Proposition 64

Results
| Choice | Votes | % |
| Yes | 2,039,744 | 28.92% |
| No | 5,012,255 | 71.08% |
- No 80–90% 70–80% 60–70% 50–60%

= 1986 California Proposition 64 =

Referendum on the rights of AIDS patients

Proposition 64 was a proposition in the state of California on the November 4, 1986, ballot. It was an initiative statute that would have restored Acquired Immune Deficiency Syndrome (AIDS) to the list of communicable diseases. The measure was defeated by a margin of 71% to 29%.

Activists associated with Lyndon LaRouche formed the "Prevent AIDS Now Initiative Committee" (PANIC) to place what became "Proposition 64" on the California state ballot. The initiative was written by Khushro Ghandhi, who was also the president of PANIC. Brian Lantz was vice-president and Ted Andromidas was treasurer.

==The initiative==
Proponents argued that the measures would merely return AIDS to the list of communicable diseases under the public health laws.

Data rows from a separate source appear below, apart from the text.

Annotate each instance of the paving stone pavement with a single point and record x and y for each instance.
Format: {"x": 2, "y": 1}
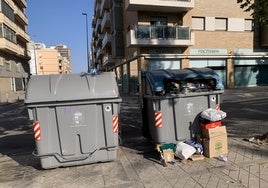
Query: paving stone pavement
{"x": 137, "y": 163}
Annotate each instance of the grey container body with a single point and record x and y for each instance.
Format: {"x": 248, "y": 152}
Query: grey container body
{"x": 75, "y": 113}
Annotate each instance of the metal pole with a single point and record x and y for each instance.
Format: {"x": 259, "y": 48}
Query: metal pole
{"x": 85, "y": 14}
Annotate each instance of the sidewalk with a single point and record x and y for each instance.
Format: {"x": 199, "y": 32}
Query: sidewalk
{"x": 137, "y": 163}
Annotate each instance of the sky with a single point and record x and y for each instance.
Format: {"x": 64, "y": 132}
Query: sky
{"x": 55, "y": 22}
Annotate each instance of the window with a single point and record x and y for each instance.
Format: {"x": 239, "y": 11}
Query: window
{"x": 221, "y": 24}
{"x": 7, "y": 33}
{"x": 17, "y": 67}
{"x": 157, "y": 26}
{"x": 198, "y": 23}
{"x": 7, "y": 10}
{"x": 248, "y": 25}
{"x": 7, "y": 65}
{"x": 2, "y": 61}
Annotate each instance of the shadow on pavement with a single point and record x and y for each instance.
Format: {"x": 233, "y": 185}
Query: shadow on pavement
{"x": 16, "y": 138}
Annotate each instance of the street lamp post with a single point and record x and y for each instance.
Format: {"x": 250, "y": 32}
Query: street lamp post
{"x": 85, "y": 14}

The ballot argument in favor of the proposition were pathologist John Grauerholz, psychiatrist Nancy T. Mullan, and former Centers for Disease Control advisor Gus S. Sermos. Congressman William E. Dannemeyer was also a proponent.

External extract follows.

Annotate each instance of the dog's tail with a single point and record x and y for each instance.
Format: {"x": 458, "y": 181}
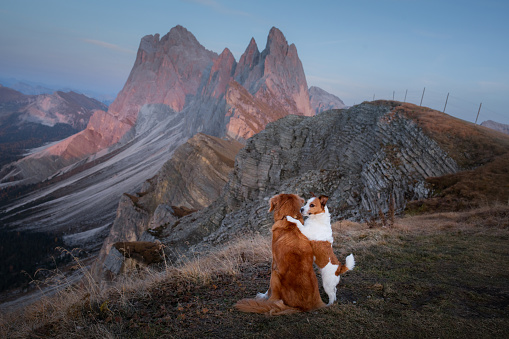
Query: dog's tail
{"x": 349, "y": 265}
{"x": 270, "y": 307}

Opponents characterized it as an effort to force HIV-positive individuals out of their jobs and into quarantine. Said Helen Miramontes, R.N., president of the California Nurses Association:
Health professionals believe that Proposition 64 would seriously hurt their ability to treat and find a cure for AIDS. Current medical efforts based on years of research will be undermined by the fear generated by this irrational proposition.
The ballot argument against the measure was signed by Gladden V. Elliott, president of the California Medical Association, Congressman Ed Zschau, and Senator Alan Cranston.
The submitted supporting argument included claims that AIDS could be transmitted by insects, respiratory means and casual contact. These claims were challenged in a suit by California Secretary of State March Fong Eu, based on the argument that they had no scientific support.

The initiative was opposed by the Catholic Bishops of California.

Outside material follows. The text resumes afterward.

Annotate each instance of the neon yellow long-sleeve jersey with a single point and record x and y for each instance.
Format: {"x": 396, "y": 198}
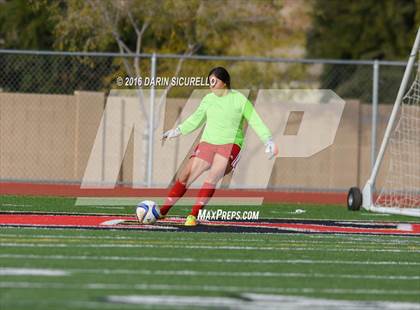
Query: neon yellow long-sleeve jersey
{"x": 224, "y": 119}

In 1986, the text of Proposition 64 was re-introduced in California by the "Prevent AIDS Now In California" (also PANIC) committee and appeared on the November 1986 ballot as Proposition 69. It was also defeated.

==Related controversies==
The gathering of signatures to qualify the initiative was handled in part by a paid contractor. The fee was paid with a contribution by the Caucus Distributors Inc, a key part of the LaRouche movement. The political consultant who was hired by the LaRouche organization to collect signatures for the PANIC initiative was convicted of fraud in October 1988. The consultant, Stanley I. Dale, used out-of-state signature-collectors and claimed they were California residents.
March Fong Eu, Secretary of State of California, notified the committee that her office had received numerous complaints of harassment by signature gatherers, including "outrageous verbal abuse for mere failure to sign petitions". She warned them that further complaints would result in legal action.

LaRouche activists accused official agencies such as the Centers for Disease Control of "criminal malfeasance" for refusing to back measures such as mandatory testing.